Review: Lindsay Lohan’s ‘Liz and Dick’ can’t compare to ‘Burton and Taylor’

10.16.13 4 years ago 5 Comments

BBC America

Remember “Liz & Dick”? Oh, maybe you don’t, and that is entirely forgivable. It was that tepid, sudsy Lifetime movie about the on-again-off-again-on-again-whatever romance of Elizabeth Taylor and Richard Burton. Not even a year later, its only real relevance is twofold. One is its inability to deliver that comeback Lindsay Lohan still so desperately requires, and two is in giving critics like me a convenient comparison point for the BBC America’s take on this epic romance, “Burton and Taylor” (airing tonight at 9:00 p.m.). Lifetime set a low bar, but the good news is that “Burton and Taylor” makes it abundantly clear how this story, unwieldy and ridiculous in the wrong hands, should actually be told.

One important element, of course, is the cast. Dominic West, while younger than Burton in the time period portrayed in the movie, ably captures the actor’s heartbreak and struggle, while leaving the bombast we associate with Burton for the few scenes that take place on stage. Of course, as it was in real life, Burton was always overshadowed by the show pony that was Taylor, and to some degree that’s the case here.

I was initially surprised that Helena Bonham-Carter was cast in the role of Taylor, simply because I associate her with quirky Tim Burton fare and period dramas. Taylor was such a memorable sexpot I wasn’t sure I could see Bonham-Carter oozing sex in a negligee. Ironically, it was the one thing I expected Lindsay Lohan to deliver in “”Liz & Dick,” but even then she seemed like a kid prancing around in her mom’s sexy underwear.
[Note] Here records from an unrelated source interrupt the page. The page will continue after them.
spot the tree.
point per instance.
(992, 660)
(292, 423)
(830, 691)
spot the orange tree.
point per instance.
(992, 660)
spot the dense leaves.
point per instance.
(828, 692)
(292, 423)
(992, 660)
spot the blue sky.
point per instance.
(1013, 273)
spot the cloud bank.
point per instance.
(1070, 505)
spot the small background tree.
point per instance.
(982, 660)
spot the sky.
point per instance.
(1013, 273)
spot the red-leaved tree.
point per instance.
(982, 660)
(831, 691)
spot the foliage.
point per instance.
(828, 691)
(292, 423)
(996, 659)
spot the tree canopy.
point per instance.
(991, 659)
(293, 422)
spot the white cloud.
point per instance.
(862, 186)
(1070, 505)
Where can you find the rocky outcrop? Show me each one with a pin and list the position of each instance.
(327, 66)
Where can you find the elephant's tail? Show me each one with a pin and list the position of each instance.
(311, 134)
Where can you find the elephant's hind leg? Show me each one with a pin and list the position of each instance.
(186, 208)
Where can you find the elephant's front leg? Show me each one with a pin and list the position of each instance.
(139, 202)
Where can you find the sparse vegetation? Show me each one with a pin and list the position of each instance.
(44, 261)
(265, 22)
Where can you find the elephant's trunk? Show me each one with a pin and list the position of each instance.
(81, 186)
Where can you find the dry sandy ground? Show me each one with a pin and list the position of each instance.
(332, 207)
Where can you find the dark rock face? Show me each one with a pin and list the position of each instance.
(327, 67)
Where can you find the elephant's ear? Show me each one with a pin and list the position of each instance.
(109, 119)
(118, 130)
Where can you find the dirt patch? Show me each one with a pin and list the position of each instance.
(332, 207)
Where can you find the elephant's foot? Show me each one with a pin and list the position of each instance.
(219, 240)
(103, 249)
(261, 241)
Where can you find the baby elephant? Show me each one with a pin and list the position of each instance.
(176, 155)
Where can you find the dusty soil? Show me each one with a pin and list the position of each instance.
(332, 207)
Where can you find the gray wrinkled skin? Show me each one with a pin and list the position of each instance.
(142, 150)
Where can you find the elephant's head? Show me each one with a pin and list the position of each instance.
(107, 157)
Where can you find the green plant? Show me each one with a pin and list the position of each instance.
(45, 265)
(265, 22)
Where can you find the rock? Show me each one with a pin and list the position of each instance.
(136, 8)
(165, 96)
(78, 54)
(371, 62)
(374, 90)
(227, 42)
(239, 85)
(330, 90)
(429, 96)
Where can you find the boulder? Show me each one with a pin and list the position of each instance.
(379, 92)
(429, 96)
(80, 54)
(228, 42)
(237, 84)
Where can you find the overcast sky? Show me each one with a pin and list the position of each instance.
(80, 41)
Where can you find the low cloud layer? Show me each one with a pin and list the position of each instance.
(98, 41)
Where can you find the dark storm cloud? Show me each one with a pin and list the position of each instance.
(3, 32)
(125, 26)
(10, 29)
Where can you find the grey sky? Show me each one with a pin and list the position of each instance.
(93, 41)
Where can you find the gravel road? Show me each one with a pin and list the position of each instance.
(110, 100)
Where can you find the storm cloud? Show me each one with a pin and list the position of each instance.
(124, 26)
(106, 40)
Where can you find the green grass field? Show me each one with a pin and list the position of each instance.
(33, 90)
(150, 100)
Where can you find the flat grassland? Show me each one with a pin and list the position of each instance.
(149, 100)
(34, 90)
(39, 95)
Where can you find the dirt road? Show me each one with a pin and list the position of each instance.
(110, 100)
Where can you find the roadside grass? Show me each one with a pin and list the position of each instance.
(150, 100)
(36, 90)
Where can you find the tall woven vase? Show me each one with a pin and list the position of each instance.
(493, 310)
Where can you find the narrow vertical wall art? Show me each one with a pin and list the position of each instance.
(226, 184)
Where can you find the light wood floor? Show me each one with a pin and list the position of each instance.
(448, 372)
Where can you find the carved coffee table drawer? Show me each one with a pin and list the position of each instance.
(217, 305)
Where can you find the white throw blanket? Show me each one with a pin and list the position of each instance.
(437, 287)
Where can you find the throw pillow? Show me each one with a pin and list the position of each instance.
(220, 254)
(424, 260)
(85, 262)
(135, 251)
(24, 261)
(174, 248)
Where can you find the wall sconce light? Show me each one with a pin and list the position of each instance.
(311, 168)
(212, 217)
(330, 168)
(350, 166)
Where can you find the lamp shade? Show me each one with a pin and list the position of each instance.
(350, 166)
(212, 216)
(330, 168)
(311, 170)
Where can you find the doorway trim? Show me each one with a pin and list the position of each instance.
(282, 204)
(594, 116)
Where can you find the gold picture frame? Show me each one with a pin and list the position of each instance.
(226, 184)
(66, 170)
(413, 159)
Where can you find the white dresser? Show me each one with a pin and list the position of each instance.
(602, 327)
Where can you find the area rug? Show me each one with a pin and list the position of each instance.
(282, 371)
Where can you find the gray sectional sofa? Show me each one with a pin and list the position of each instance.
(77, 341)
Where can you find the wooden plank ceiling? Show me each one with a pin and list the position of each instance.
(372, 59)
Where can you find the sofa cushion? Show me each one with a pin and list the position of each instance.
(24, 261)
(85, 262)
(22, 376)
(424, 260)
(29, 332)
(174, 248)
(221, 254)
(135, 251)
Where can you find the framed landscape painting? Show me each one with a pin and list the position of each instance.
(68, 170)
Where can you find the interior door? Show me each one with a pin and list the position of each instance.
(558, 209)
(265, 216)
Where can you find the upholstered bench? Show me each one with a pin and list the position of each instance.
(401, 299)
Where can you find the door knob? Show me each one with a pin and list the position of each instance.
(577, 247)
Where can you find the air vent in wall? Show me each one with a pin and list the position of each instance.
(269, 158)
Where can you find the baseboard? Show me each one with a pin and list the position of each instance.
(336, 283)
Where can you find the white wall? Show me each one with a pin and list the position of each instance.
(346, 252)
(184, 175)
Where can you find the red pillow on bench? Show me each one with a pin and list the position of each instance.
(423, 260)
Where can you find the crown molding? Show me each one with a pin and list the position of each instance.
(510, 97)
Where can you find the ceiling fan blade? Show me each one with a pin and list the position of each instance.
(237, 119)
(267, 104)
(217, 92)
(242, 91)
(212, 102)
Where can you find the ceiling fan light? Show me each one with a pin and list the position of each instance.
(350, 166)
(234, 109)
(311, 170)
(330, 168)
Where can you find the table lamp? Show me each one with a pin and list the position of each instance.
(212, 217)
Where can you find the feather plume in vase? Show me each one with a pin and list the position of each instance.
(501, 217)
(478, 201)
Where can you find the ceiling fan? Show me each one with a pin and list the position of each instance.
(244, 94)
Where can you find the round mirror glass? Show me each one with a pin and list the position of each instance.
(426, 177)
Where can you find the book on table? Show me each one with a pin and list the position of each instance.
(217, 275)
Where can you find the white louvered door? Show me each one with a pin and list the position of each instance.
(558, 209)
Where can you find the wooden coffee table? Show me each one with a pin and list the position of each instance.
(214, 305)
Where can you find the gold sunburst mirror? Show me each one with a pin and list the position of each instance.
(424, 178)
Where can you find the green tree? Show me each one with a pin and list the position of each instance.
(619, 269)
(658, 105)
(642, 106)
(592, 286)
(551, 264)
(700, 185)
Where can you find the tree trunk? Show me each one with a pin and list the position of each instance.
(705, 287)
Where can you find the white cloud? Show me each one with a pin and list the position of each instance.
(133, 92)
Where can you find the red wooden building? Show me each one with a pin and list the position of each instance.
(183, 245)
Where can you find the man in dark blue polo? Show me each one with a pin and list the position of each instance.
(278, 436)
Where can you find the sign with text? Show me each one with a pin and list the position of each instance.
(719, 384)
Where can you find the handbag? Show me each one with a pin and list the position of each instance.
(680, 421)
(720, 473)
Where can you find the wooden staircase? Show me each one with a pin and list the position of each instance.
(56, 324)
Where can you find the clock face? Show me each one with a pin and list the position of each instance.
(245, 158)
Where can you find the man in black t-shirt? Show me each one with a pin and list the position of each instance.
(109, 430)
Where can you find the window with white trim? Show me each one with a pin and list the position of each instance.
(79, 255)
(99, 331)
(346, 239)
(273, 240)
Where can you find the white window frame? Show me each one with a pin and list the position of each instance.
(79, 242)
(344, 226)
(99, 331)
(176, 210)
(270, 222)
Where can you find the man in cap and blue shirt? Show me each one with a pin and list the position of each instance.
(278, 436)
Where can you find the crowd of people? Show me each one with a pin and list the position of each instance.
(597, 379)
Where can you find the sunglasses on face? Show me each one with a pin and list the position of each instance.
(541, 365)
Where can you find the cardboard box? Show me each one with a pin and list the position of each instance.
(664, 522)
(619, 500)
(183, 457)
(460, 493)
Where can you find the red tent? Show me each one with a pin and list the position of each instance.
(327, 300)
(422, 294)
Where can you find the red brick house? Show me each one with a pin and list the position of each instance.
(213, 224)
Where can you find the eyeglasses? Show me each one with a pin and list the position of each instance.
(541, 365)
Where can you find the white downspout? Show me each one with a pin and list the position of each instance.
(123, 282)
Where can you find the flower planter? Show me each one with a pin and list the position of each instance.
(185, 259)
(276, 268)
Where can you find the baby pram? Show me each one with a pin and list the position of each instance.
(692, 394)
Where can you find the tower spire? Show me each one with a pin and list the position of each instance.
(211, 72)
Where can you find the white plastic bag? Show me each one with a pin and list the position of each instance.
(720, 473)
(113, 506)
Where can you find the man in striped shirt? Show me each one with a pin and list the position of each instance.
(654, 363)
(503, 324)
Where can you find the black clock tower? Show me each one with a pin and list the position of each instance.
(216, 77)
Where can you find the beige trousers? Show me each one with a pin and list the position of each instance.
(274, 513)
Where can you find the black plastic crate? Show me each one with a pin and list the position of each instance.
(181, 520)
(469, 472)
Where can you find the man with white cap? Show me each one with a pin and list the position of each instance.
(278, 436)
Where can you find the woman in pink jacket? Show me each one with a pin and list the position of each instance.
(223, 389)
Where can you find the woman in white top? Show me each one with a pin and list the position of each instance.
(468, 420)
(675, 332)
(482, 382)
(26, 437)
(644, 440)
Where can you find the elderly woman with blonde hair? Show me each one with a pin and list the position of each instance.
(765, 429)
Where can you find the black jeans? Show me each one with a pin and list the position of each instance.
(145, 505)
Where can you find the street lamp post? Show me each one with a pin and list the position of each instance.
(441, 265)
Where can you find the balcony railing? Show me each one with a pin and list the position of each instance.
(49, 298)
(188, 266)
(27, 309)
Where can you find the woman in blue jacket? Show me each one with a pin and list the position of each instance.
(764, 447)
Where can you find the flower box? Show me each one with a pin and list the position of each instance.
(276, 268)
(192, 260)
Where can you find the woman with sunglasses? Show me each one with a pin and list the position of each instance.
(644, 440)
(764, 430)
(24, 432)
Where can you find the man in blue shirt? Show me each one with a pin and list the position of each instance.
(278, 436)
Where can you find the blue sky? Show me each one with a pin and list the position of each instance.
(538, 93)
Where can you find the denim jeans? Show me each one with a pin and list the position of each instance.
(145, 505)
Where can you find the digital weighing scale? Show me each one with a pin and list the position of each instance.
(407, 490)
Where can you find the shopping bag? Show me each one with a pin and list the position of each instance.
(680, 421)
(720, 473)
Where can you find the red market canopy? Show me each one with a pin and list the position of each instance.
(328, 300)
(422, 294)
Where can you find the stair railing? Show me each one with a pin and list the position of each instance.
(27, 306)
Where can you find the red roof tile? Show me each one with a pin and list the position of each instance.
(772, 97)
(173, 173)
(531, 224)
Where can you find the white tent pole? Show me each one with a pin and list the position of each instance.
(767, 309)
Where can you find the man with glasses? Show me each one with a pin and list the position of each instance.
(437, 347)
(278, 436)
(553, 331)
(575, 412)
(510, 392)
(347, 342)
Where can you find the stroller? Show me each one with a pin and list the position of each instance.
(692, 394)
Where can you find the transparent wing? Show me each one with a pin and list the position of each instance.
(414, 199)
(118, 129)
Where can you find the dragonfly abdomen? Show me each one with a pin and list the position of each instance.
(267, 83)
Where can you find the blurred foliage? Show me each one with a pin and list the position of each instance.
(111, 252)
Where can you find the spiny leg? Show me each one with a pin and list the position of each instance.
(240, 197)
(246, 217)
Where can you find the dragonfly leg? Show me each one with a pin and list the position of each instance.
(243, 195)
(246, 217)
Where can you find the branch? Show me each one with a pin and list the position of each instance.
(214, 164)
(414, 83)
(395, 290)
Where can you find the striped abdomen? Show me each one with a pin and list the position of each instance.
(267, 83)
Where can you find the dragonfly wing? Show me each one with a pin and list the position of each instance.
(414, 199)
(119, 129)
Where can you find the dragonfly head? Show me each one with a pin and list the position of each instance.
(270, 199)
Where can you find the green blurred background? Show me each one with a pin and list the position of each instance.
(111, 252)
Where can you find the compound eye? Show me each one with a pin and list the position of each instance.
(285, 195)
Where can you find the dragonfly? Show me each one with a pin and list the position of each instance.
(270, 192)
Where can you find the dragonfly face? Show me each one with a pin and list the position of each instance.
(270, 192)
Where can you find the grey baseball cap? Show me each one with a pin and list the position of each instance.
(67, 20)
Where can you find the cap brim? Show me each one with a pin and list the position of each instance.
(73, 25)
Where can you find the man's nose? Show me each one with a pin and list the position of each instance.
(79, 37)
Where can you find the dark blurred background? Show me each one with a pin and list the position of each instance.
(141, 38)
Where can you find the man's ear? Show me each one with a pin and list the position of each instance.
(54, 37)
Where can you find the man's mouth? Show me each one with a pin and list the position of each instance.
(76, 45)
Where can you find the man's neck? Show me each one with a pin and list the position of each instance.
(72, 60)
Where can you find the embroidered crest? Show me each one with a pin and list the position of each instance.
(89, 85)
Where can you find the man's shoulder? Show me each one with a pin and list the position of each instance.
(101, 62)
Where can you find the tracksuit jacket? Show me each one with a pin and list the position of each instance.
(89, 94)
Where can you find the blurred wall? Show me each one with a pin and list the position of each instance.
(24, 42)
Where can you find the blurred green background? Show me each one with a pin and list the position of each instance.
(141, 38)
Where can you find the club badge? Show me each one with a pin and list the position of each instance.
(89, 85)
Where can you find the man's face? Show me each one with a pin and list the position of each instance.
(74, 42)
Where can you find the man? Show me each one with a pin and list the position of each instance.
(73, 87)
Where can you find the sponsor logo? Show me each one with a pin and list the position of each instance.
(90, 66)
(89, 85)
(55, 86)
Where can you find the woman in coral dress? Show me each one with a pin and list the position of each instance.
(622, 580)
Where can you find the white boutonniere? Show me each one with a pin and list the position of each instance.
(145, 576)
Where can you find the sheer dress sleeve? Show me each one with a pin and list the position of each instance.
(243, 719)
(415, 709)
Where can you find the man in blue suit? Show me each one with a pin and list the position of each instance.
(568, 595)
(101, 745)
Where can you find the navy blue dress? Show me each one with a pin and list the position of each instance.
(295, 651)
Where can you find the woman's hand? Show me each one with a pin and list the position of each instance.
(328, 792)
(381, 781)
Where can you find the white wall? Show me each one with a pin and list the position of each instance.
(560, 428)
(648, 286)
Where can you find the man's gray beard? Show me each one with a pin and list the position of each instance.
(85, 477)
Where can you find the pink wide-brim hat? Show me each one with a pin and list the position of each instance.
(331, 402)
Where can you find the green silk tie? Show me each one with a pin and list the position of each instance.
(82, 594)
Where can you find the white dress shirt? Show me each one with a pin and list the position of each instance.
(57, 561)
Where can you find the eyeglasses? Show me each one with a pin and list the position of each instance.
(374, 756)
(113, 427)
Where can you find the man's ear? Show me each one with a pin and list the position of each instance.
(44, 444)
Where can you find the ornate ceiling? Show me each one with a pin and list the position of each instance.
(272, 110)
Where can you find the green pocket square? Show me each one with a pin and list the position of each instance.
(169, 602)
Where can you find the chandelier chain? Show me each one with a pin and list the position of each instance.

Luckily, that isn’t the Taylor we get in this movie anyway. “Burton and Taylor” wisely picks the most poignant part of the story and hones in on a short time frame in order to get it right. While “Liz & Dick” tried for epic sweep and ended up cobbling together cliches and pointless recreations of movie scenes, “Burton and Taylor” assumes we know the characters and their backstory, then digs into the deeper stuff.

The story revolves around Burton and Taylor coming together after five years for a Broadway run of Noel Coward’s “Private Lives.” It’s a bald attempt by Taylor to reconnect, an idea both enticing and repellant to Burton. It’s easy to see how Elizabeth Taylor in real life could be a handful; needy, manipulative, loyal, funny and acutely aware of how to make an audience happy. Burton was clearly troubled in his own way, a slave to his addictions and conflicted about fame. At this point in his life, he seems to have made peace with his problems — he’s found a new girlfriend, stopped drinking (more or less) and is focusing on a production of “King Lear” — but Taylor, just by being Taylor, could easily destroy his fragile sense of balance.

We don’t need a lot of flashbacks to see why these two love one another passionately — and we don’t need a lot of blustery dialogue to understand why Burton can’t stay. What might be most remarkable about Bonham-Carter’s performance and “Burton and Taylor”‘s script is how it subtly shows us Taylor’s loneliness. Taylor’s not sitting in a room alone, watching TV and slinging back cocktails (though yes, there are many cocktails slung in this movie). It’s in countless small details that add up to a crushing sense that the former child star whom audiences still adore has an aching hole in her heart, one she desperately hopes Burton can fill. When she angrily asks him, “Where’s my Antony?” it speaks to how much she wants to live in the couple’s past, white hot (and ultimately toxic) passion, and how Burton is slowly understanding he’s grown past it.

It may be kicking Lindsay Lohan while she’s down to compare these two movies, but I hope Hollywood (or at least Lifetime) does it, if only to get a clear picture as to what works in a TV biopic and what doesn’t. Somehow “Liz & Dick” covered more of this relationship and showed less, threw suds at the audience and delivered less drama, and hit plot points with a hammer when only a gentle tap was needed. Biopics by their very nature are problematic; we know the ending, and we know too much. But somehow “Burton and Taylor” delivered surprises and careful insights, and whether or not any of it was technically true (though I’m sure it was), it didn’t matter. At the end of the day, as a story about two people we thought we knew, it worked.

Are you going to watch “Burton and Taylor”?